Me: Okay, I think I'm going to have you go ahead and do THIS.

Protagonist: How about NO?

Me: No, seriously.

Protagonist: COME AT ME, BRO.

Second Protagonist: What, is she trying to tell you what to do again?

Protagonist: Yeah, can you believe it?

Second Protagonist: Wanna have sex instead?

Protagonist: That sounds like a plan.

Me: Guys. GUYS. OH MY GOD, I AM NOT WATCHING THIS. PUT THAT AWAY.

Antagonist: Are you ready for me yet?

Me: (distracted) What? No, just...go back to lurking in the background like a spectre of things to come or some shit.

Antagonist: Are they having sex over there?

Me: NO.

Antagonist: Cause, it looks like they're having sex.

Me: YOU. NOW. WITH THE LURKING.

Antagonist: I never get to have sex.

Completely New Protagonist: Hey, can I get in on this?

Me: BRB. BAZOOKA BARFING.

Friday, May 10, 2013

This.

Whelp.

It took 38 years to make the decision to give this a go. Admittedly, leaving it a bit late. But definitely not TOO late.

I blame a woman called Ann Ahalt.

In 6th grade, I had a life threateningly embarrassing teacher crush. The weird, non-sexual ones that kids get on adults who give them exactly what they need at the moment that they need it. Mrs.

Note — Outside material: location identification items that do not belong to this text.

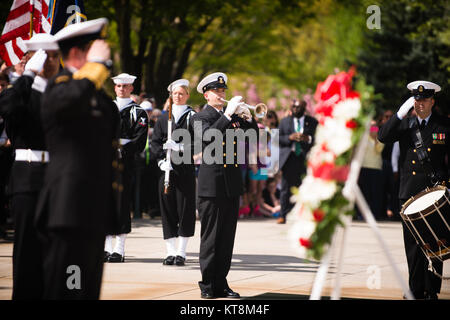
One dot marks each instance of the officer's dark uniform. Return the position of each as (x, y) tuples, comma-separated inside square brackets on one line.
[(413, 179), (76, 206), (178, 205), (219, 189), (20, 105), (133, 126)]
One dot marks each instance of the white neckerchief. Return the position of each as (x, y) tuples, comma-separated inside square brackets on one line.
[(302, 123), (39, 84), (178, 111)]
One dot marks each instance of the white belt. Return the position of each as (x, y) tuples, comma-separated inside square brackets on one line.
[(32, 155)]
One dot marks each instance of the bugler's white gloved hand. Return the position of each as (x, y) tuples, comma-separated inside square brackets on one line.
[(244, 113), (165, 165), (36, 62), (404, 109), (172, 145), (233, 105)]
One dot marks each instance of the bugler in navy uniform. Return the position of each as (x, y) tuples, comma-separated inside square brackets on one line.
[(421, 165), (133, 137), (219, 188)]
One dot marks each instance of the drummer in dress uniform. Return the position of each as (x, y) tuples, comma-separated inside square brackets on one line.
[(416, 176), (133, 137), (20, 105), (219, 187), (75, 208), (178, 203)]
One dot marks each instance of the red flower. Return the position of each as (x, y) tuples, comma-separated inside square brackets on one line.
[(335, 88), (351, 124), (305, 243), (318, 215)]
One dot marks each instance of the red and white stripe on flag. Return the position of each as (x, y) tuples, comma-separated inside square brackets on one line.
[(17, 28)]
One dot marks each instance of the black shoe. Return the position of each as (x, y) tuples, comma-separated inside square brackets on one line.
[(179, 261), (106, 256), (207, 295), (115, 257), (169, 261), (228, 293)]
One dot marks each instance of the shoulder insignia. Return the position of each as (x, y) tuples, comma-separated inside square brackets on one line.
[(63, 78)]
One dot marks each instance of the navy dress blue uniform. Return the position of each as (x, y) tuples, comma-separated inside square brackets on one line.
[(178, 205), (292, 165), (219, 189), (133, 127), (76, 206), (20, 105), (413, 179)]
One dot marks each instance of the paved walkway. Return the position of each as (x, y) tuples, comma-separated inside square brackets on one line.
[(264, 265)]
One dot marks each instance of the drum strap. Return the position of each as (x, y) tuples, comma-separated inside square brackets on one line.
[(421, 151)]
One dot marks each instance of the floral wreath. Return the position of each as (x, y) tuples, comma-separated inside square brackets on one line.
[(319, 202)]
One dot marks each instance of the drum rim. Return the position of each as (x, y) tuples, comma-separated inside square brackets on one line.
[(427, 211), (444, 254)]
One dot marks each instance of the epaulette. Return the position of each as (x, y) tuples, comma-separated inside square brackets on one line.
[(63, 78)]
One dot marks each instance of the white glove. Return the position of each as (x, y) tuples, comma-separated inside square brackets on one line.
[(233, 105), (404, 109), (165, 165), (37, 61), (244, 113), (172, 145)]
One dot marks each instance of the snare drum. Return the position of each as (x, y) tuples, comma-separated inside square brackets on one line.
[(427, 216)]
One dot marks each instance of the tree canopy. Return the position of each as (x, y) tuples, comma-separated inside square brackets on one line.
[(277, 49)]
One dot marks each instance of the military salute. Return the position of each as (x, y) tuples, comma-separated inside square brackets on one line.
[(21, 107), (133, 137), (177, 199), (421, 164), (219, 188), (75, 209)]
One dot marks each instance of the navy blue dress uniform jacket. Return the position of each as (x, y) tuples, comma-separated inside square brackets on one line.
[(436, 139), (159, 137), (286, 128), (220, 180), (133, 126), (81, 129)]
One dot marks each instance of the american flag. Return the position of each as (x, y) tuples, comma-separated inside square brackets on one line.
[(18, 24)]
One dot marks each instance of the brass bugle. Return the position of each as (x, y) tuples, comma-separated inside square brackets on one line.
[(260, 108)]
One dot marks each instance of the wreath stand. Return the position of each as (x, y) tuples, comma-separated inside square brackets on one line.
[(353, 193)]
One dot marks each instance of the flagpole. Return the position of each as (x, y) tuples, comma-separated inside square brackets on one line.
[(31, 17)]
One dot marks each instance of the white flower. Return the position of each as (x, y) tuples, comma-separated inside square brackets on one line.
[(318, 156), (347, 109), (336, 135), (314, 190)]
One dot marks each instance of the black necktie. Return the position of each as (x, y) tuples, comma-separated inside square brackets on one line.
[(422, 125)]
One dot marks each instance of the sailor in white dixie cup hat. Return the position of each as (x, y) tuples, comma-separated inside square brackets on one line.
[(74, 211), (21, 106), (177, 186), (133, 137), (424, 145)]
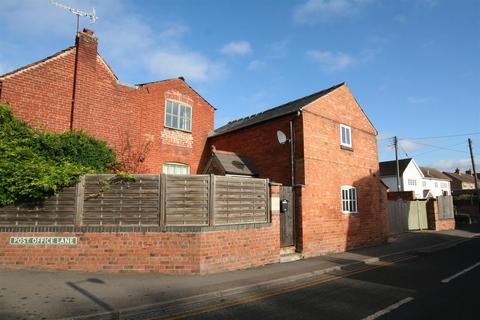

Ahalt shamelessly encouraged my writing talent at a time when I felt that my entire existence boiled down to knees, elbows, braces and the unfortunate haircut I'd been saddled with since 5th grade. (And maybe the slightly less non-sexual crush that I had on Matt Barger.)

Something I wrote was entered into a contest, which won me and my glorified deity of an educator a place at an awards dinner where I thought that I might just expire from pure pride. This, I thought, it's all about THIS.

To this day, writing still makes me forget about knees, (which ache sometimes) elbows (small ones, that I find in my face when I wake up) and my unfortunate haircut. (It's actually falling out.) As for Matt Barger, I hope he realizes what a freaking 11 year old catch he missed out on all those years ago.

When it comes to authorship, I'm a toppings kind of girl. At least, up until now, the writing I've done is like the fixings at the all-you-can-eat sundae bar. I liked the bits that make the ice cream look pretty, the details, rather than having to stand there and laboriously pull the handle to create the swirly framework. But, without the ice cream, you have a whole load of toppings in a bowl with nothing to stick to. (Plus, gummy bears and M&Ms are revolting together, no matter WHAT my eldest daughter believes.) I have yet to create the perfect sundae.

But now I'm committed, see?

The handle of my soft machine is kind of shit, if I'm honest. The pressure is bad, I manage to only get small dollops out at a time and sometimes there's an air bubble and I end up with sticky stuff all over my shirt. Annoyingly, sometimes I decide that I want a different flavor halfway through, so I have to go back and change the mixture. (Just like my commitment to writing, I committed to this metaphor two paragraphs ago, okay? I'm going to see it through.) However, it is MY soft serve machine and if I want a banana split, I'm going to have to keep at it.

Okay, I'm done with that now.

So pull up a cone, I guess, and stick around.